Ice wine gets such a chilly reception

Mark Torrance and Jason Parsons are men on a mission. Their task? Torrance, the estate manager at Peller Estates Winery (located in Niagara-on-the-Lake, Ontario), and Parsons, the executive chef at Peller Estates Restaurant, are educating wine drinkers, home cooks and professional chefs alike about ice wine. They say the sweet delicacy, which is made from frozen grapes, shouldn’t be cast solely as a dessert wine. And they’re trying to show that the wine is a versatile cooking ingredient.

“Chefs are looking for intense flavors, so it’s great to use in cooking,” says Parsons, who has taught a number of New York chefs about the wine. “We’ll use maple syrup or honey to add sweetness to food, but no one thinks of ice wine. Chefs will spend $80 on aged balsamic vinegar when ice wine works just as well.” Torrance shared with us even more facts about his passion.

Ice wine comes from grapes that are naturally frozen on the vine.
“The volume is 1/10th of what you get from table wine grapes,” says Torrance. “The grapes are pebble-hard. You get one drop of juice per grape.”

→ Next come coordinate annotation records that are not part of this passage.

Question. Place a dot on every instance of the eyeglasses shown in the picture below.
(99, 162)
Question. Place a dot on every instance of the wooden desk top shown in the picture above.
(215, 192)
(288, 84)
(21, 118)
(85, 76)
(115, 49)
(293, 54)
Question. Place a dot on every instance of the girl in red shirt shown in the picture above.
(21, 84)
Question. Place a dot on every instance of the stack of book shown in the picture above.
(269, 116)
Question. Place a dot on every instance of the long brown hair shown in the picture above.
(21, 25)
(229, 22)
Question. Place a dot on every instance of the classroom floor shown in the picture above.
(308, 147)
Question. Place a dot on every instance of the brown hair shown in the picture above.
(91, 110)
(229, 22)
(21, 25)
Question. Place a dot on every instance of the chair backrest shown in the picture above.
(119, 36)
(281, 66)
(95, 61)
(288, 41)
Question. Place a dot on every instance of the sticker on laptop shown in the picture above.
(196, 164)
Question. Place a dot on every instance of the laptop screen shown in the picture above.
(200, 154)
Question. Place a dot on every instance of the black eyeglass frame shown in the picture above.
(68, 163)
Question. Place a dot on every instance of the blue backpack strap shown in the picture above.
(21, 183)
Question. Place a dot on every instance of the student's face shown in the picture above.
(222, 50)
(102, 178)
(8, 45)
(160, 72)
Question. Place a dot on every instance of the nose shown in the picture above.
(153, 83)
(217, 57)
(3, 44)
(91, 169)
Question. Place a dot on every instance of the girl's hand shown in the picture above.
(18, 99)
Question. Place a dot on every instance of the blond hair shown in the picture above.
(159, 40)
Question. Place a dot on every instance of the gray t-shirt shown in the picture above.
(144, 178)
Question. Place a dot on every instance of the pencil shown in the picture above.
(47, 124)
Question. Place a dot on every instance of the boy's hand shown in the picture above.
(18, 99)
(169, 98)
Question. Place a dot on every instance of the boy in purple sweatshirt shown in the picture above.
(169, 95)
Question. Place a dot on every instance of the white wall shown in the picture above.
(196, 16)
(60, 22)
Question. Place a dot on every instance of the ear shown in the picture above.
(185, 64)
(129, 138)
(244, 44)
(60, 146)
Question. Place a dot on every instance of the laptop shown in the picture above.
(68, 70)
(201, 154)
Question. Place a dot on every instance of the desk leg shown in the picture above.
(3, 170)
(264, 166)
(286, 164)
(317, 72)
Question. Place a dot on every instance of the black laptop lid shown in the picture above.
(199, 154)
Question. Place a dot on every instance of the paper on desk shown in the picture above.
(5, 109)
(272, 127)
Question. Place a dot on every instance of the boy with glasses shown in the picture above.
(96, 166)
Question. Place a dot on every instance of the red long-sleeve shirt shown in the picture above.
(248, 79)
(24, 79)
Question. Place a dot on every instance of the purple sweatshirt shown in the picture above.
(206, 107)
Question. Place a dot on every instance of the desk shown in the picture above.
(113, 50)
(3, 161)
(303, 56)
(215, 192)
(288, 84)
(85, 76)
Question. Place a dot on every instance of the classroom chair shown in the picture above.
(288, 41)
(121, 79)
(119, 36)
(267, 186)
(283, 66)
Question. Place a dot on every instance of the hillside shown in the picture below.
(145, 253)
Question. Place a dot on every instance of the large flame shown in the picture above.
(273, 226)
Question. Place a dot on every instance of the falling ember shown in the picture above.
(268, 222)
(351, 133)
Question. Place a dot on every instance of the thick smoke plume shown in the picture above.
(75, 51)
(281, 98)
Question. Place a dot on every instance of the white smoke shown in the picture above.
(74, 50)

The flavor is more intense.
“Since you’re reducing the volume by so much, nothing is watered down. It’s a much more amped-up wine,” says Torrance.

It’s misunderstood.
“It’s been miscast as a sweet wine and pushed to dessert menus,” laments Torrance. “The acidity of ice wine is triple the acidity of table wine, so you get a really invigorating flavor that works well with dinner food.”